その日の朝、近隣の女子高生が人気の少ない住宅街の脇道で殺害されるという事件が起きたの。だから学校は2時限目終了時点で下校となったんだ。
私たちもね、それにならって下校したんだ。
学校は3人以上での下校を推奨していたんだけど、私たちは油断していたのかな? 双子だから、帰るところは一緒だから、一人になることはないから。
だから、たぶん狙われたとしてもきっと対処できるって思ってた。
だって、片方が襲われてももう片方が助けを呼べばって、そんな考えがあったんだ。
でもね、そんなものは脆弱で、前提条件にすらなっていなかったんだ。
家から200メートルくらい離れた場所かな? 真昼間でもやや薄暗い公園に併設された遊歩道上にある小さなトンネル。

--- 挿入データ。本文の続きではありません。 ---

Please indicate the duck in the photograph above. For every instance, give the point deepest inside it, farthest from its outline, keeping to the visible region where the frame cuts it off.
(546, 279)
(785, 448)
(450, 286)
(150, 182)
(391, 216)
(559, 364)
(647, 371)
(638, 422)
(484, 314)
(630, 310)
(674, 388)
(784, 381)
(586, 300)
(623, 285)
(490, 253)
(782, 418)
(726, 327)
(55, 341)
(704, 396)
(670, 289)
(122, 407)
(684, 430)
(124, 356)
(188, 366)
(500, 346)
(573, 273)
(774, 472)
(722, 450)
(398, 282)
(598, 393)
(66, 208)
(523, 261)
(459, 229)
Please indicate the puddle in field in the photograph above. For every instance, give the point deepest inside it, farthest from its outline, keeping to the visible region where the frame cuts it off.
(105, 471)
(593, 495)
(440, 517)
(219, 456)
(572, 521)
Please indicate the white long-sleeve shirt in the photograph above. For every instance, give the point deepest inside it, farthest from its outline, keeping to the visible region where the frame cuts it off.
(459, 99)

上にはバイパスが走っていて、時間帯によってはそれなりに人通りはあるんだけど生憎と他の学校はこの日の1時限目に下校させた学校がほとんどだったから、通行人は私たちだけ。
普段はなにげなく通り過ぎている場所だったんだ。
だから、先生たちの『危険そうな場所には決して近寄らないこと。特に薄暗い場所には不審者が潜んでいてもなにもおかしくはないから』という言葉を気にも留めずにそこを通ってしまったんだ。
そしたらいきなり、暗闇から二人組の男が現れたんだ。
私たち、いや、ほぼすべての人間が単独犯だと思っていたんだ。
でも実際には、二人組だった。
私たちを挟むようにして、トンネルの双方から一人づつ、ゆっくりと近寄ってきたんだ。
だけど私たちだって、一応は魔法が使えたから。
なんとかなるだろうって、そう思ったんだ。
でもね、私たちは肝心なことを知らなかったんだよ。いや、かすかに校内放送で校長が言っていた気もするけど。

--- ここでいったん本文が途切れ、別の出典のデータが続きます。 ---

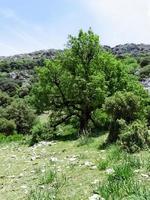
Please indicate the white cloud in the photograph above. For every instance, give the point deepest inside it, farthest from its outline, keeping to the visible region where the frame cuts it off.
(125, 20)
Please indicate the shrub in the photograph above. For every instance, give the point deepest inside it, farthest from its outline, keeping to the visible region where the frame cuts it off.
(101, 118)
(122, 105)
(40, 131)
(4, 99)
(11, 138)
(135, 137)
(7, 126)
(145, 71)
(22, 115)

遺体の外傷から判断するに、犯人は魔法犯である可能性が高いってことをね。
結局は、巡回に来た警官に発見されたんだ。
私たちの悲鳴が聞こえて駆けつけた、近くを見回っていた警官にね。
でもね、そのときにはすでにゆうひは殺された後だったんだ。
私を庇って、周囲の空気を圧縮する魔法で押しつぶされてね…………」
後書きをどうするか悩んでいたら日付が回ってしまった件について。